Not so sweet sixteen!

In the world of big data and real-time analytics, Microsoft users are still living with the constraints of the bygone days of little data and basic numeracy.

If you happen to use Microsoft Excel for running Regressions, you will soon realize your limits:  The Windows version of Excel 2013 permits no more than 16 explanatory variables.

Excel has made great progress in expanding its capabilities in the recent past. Unlike the few thousand rows in the past, the current version permits about a million rows per Sheet (a single data set). But when it comes to regression, you may have several thousand observations in the data set, you are still limited by a hard constraint of sixteen explanatory variables.

Some would argue that for parsimony, we should be content with the restriction. True, but with categorical variables, the number of explanatory variables stretch beyond the artificial constraints set by Microsoft Excel.

Others might inquire why do statistical analyses in Excel in the first place. Despite the inherent limitations in Microsoft Excel, business schools in particular and other social science undergraduate programs in general, are increasingly turning to Excel to teach courses in statistics.

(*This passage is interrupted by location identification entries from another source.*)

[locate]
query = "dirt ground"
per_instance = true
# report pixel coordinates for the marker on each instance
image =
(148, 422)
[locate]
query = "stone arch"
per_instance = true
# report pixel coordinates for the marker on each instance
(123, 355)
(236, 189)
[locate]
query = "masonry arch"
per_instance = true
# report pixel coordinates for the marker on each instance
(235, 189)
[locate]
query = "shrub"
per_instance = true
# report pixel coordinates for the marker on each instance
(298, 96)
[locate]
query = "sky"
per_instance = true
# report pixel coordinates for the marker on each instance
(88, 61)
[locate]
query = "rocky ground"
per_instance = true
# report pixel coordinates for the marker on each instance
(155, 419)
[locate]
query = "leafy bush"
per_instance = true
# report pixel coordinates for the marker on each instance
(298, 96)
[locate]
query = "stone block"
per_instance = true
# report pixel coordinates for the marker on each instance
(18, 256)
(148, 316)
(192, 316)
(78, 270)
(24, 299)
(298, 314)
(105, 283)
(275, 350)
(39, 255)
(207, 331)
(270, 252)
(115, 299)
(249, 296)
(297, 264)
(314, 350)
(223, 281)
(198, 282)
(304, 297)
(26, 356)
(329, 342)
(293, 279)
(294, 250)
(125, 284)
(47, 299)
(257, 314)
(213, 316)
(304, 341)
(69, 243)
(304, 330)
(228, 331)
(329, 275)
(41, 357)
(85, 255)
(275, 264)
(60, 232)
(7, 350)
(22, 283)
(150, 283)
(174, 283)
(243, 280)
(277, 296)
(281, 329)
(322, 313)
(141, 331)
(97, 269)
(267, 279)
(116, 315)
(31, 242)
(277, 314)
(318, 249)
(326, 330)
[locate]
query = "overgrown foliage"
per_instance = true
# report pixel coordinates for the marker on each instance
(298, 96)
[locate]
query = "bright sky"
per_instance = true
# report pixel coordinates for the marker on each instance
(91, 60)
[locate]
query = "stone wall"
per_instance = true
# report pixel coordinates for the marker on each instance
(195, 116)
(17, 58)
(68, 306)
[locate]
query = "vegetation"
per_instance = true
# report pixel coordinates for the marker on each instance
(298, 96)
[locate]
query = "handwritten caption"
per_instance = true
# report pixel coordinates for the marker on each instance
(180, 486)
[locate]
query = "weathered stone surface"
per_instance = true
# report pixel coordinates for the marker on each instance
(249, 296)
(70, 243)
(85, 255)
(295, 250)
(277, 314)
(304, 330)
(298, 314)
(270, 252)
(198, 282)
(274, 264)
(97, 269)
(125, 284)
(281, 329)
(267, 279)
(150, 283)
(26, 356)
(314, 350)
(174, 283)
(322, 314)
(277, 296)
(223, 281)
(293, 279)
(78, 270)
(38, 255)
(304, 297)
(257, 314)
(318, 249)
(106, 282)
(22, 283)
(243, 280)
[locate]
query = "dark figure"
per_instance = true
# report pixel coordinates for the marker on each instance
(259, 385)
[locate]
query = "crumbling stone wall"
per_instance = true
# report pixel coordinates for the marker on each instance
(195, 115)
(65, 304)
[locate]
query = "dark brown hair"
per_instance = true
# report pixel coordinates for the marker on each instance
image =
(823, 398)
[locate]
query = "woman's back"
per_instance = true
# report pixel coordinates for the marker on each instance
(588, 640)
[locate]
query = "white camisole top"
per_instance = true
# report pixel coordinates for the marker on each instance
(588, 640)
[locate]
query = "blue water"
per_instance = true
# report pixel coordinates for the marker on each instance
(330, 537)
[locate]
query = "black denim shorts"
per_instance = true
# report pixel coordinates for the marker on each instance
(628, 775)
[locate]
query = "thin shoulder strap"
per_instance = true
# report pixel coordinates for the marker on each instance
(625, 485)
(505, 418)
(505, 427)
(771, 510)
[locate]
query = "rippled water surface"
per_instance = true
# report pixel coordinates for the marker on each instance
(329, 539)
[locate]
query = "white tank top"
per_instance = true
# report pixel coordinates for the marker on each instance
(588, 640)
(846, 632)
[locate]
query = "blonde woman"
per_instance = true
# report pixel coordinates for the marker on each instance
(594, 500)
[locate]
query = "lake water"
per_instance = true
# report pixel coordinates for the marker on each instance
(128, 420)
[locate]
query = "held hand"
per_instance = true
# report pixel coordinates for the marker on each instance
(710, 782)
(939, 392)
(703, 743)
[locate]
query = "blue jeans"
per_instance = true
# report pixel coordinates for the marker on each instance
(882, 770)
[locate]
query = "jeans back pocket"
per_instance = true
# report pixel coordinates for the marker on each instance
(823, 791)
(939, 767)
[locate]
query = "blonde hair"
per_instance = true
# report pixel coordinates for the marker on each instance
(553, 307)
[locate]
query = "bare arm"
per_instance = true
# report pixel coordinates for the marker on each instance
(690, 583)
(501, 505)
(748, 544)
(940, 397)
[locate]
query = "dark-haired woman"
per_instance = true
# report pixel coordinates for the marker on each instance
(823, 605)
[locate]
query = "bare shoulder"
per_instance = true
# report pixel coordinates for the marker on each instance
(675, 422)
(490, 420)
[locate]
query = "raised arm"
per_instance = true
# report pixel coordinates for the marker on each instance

If you were to take a quick look at the curriculum of the undergraduate business and numerous MBA programs, you would realize how widespread is the use of Excel for courses in statistics and analytics.

At Ryerson University, I switched to R years ago for my MBA courses. Thanks to John Fox’s R Commander, the transition to R was without much hassle. The students were told in the very beginning that they were now part of the big league, and hiding behind spreadsheets was no longer an option.

I must mention that Microsoft Excel continues to be my platform of choice for a variety of tasks. I use Excel several times a day, but not for statistical analysis. I am not suggesting that Excel cannot do statistics; I am arguing that it can do a much better job of it.

As I see it, Microsoft has several options. First is do nothing. After all, Microsoft Excel has no real competition in the Windows environment. Second, it could turn to the team that has programmed the linest function in Excel and ask them to add some muscle to it. That will be the wrong approach.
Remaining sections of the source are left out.